The same is true in Python and coding. If we have an accurate way of thinking about a feature of the language, we stand a much better chance of getting code that works as desired. If we have faulty mental models, then the coding equivalent of electrocution or irrational avoidance awaits.

Take “variables,” please

For example what about “variables”? Yes, I agree that the term “variable” is questionable in Python. Yes, I prefer either “name” or “label”. However, it seems pretty much everyone calls them variables at some time or another, which may well be part of the problem. Several times now I’ve seen newcomers to coding being taught that about “variables” in Python. And many of those times I’ve seen the explanation that a variable is a “container that holds a value.” Or, as I used to say when I taught C, they’re told that a variable is like a bucket.

For C this makes some sense. And while no one should argue too much with the notion that the contents of a variable must go somewhere, in fact thinking of Python variables as containers is an inaccurate model – names in Python are more like post-its than buckets. But what makes the notion of variables as buckets even more insidious is that it seems to work well enough at first that people get used to thinking this way, and then pass it along.

Consider the following mindless code:

    a = 1
    b = a
    c = b
    print(a, b, c)

So far, so mindless. If you ask people what you get, they will not have a problem saying 1 1 1.

But suppose you then add the line

   b = 2

and ask about print(a, b, c)?

The followers of the bucket camp will usually (and correctly) say that the result is 1 2 1. In fact, there may be some confusion about what the “contents” of c are, but if you are thinking buckets, the answer makes sense.
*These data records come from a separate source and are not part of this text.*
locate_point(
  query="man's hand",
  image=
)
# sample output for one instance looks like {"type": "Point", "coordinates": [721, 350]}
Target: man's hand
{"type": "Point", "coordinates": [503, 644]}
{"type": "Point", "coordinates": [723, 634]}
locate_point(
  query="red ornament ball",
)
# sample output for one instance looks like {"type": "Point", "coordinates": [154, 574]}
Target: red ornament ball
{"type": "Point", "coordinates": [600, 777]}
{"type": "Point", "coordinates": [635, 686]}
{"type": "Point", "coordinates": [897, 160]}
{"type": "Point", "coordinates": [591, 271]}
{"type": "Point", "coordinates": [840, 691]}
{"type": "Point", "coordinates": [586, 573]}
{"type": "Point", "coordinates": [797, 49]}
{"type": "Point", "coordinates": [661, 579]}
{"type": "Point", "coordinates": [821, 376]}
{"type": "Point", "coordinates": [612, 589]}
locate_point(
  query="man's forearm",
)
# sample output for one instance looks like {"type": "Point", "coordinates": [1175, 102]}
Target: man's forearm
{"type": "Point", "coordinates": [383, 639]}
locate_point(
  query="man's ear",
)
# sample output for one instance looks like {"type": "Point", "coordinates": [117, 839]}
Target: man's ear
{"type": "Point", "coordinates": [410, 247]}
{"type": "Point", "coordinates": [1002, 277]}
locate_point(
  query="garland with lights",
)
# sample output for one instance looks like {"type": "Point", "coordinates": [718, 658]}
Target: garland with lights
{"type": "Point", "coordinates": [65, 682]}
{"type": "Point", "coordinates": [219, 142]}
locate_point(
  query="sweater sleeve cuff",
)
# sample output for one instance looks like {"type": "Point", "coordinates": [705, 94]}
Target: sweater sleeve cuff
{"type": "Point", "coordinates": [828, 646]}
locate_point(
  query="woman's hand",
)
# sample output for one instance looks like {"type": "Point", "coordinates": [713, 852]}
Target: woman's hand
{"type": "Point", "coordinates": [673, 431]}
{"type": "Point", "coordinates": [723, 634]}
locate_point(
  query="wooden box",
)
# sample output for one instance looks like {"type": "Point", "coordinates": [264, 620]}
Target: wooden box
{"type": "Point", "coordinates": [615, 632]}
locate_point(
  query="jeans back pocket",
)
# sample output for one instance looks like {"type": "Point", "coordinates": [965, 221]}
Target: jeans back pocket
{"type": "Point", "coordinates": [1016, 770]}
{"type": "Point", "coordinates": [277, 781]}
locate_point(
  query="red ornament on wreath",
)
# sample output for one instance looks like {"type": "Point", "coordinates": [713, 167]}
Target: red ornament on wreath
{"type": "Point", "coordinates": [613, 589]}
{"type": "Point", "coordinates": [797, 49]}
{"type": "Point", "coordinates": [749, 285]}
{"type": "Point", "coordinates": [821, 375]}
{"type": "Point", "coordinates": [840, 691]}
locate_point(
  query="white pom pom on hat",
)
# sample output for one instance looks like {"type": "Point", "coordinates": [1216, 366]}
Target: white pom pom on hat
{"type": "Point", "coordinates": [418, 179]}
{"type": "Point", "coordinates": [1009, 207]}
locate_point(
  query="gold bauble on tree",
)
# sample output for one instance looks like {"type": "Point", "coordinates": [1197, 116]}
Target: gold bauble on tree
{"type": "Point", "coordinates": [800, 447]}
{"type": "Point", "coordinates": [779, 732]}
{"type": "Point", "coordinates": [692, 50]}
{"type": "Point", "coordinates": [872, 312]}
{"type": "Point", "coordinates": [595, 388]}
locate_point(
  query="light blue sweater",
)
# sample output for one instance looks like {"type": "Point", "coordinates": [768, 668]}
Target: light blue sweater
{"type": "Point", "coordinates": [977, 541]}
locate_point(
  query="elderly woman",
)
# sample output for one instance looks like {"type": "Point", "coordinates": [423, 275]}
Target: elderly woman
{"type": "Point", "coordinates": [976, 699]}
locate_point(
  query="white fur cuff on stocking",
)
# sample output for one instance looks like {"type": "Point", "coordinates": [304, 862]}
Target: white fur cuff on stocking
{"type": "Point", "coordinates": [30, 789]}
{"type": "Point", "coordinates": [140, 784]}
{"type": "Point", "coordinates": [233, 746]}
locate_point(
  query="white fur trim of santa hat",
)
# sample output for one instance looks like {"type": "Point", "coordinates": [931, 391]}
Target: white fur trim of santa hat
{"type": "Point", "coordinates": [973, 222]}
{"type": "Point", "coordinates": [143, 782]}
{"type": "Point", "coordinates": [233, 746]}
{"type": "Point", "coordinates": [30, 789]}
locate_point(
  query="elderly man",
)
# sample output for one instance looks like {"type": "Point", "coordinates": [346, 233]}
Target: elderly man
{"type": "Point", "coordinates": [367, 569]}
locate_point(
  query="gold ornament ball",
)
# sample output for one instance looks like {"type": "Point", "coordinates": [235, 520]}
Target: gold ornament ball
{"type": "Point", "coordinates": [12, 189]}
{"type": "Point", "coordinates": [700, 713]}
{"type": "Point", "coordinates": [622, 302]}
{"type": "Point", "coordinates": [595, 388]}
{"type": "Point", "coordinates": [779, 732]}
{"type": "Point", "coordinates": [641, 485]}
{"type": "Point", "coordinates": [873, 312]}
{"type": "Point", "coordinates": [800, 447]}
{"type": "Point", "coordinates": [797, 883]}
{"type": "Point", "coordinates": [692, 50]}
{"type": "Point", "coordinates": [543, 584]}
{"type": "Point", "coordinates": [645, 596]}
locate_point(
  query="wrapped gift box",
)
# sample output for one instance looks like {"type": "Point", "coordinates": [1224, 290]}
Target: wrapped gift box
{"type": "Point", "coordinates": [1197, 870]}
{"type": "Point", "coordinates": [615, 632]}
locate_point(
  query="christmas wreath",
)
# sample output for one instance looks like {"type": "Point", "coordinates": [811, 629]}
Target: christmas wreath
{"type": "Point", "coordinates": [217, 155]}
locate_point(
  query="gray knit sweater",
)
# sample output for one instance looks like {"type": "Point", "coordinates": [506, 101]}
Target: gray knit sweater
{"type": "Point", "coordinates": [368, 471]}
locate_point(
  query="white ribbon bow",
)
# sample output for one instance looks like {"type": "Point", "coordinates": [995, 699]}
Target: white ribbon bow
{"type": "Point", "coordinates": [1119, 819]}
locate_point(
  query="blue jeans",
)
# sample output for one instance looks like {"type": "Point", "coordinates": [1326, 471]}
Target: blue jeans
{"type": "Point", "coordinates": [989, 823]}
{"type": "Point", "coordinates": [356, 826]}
But what about a mutable object? Suppose we have this:

    a = [1, 2, 3]
    b = a
    c = b
    b[1] = 5
    print(a, b, c)

Here the members of the bucket brigade are often stumped. In my experience I have been stunned at how many beginning (even intermediate) Python coders are surprised by the actual output of [1, 5, 3] [1, 5, 3] [1, 5, 3]. If variables are containers, how on earth can changing the contents of one change the others?

But if instead they are names that point to objects, the right answer makes sense. Once they have a better mental model of how names work in Python, such surprises (and the attendant bugs) become much rarer.

Let me be clear, this example isn’t the only case of poor mental models in teaching Python. I’ve picked on this example because it’s so fundamental and, in my experience at least, so common.

The question is not if our students will create mental models or not – we all form mental models as we learn. It’s our job as teachers to be thoughtful and help our students form useful and accurate ones.